Evelyn Underhill on evil, suffering and Reality

"When we consider the evil, injustice, and misery existing in the world, how can we claim that the ultimate Reality at the heart of the universe is a Spirit of peace, harmony, and infinite love? What evidence can we bring to Support such a belief? and how can we adore a God whose creation is marred by cruelty, suffering and sin?
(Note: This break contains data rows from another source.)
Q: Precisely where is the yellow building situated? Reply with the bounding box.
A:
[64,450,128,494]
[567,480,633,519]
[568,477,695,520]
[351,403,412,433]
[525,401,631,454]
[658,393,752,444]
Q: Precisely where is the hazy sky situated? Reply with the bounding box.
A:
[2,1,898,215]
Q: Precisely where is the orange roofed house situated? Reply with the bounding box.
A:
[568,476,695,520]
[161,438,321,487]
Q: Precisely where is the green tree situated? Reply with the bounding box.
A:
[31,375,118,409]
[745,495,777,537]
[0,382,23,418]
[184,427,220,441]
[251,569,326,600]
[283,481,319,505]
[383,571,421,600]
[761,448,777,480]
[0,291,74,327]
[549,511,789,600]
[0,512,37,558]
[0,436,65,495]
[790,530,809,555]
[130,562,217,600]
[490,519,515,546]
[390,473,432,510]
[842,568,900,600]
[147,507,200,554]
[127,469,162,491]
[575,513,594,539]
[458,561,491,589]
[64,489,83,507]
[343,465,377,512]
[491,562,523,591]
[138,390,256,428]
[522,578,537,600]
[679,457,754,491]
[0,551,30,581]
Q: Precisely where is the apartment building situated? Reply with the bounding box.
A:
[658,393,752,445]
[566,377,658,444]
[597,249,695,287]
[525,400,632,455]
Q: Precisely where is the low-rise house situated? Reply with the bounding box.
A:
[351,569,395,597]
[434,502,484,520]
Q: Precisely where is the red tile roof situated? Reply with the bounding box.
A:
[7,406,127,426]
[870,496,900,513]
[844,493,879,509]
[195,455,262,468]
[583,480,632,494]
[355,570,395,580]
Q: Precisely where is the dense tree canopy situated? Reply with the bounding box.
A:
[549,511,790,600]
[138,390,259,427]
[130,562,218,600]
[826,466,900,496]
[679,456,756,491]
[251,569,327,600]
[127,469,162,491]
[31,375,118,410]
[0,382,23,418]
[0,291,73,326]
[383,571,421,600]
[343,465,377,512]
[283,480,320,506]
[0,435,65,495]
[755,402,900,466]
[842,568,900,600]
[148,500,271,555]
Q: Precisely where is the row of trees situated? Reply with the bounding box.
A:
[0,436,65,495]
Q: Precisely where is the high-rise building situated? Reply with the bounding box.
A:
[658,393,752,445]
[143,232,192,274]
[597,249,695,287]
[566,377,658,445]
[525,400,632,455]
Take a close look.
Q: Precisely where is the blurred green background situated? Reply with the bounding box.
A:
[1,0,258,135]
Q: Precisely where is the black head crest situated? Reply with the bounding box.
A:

This is, of course, the problem of evil; the crucial problem for all realistic religion. It is no use to dodge this issue, and still less use to pretend that the Church has a solution of the problem up her sleeve. I would rather say with Baron von Hügel. that Christian spirituality does not explain evil and suffering, which remain a mystery beyond the reach of the human mind, but does show us how to deal with them. It insists that something has gone wrong, and badly wrong, with the world. That world as we know it does not look like the work of the loving Father whom the Gospels call us to worship; but rather, like the work of selfish and undisciplined children who have been given wonderful material and a measure of freedom, and not used that freedom well. Yet we see in this muddled world a constant struggle for Truth, Goodness, Perfection; and all those who give themselves to that struggle—the struggle for the redemption of the world from greed, cruelty, injustice, selfish desire and their results—find themselves supported and reinforced by a spiritual power which enhances life, strengthens will, and purifies character. And they come to recognise more and more in that power the action of God. These facts are as real as the other facts, which distress and puzzle us; the apparent cruelty, injustice and futility of life. We have to account somehow for the existence of gentleness, purity, self-sacrifice, holiness, love; and how can we account for them, unless they are attributes of Reality?

Christianity shows us in the most august of all examples the violence of the clash between evil and the Holiness of God. It insists that the redemption of the world, defeating the evil that has infected it by the health-giving power of love—bringing in the Kingdom of God—is a spiritual task, in which we are all required to play a part. Once we realise this, we can accept—even though we cannot understand—the paradox that the world as we know it contains much that is evil; and yet, that its Creator is the one supreme Source and Object of the love that will triumph in the end."

The Spiritual Life (1936)

This should have been posted on Monday - my computer had other ideas!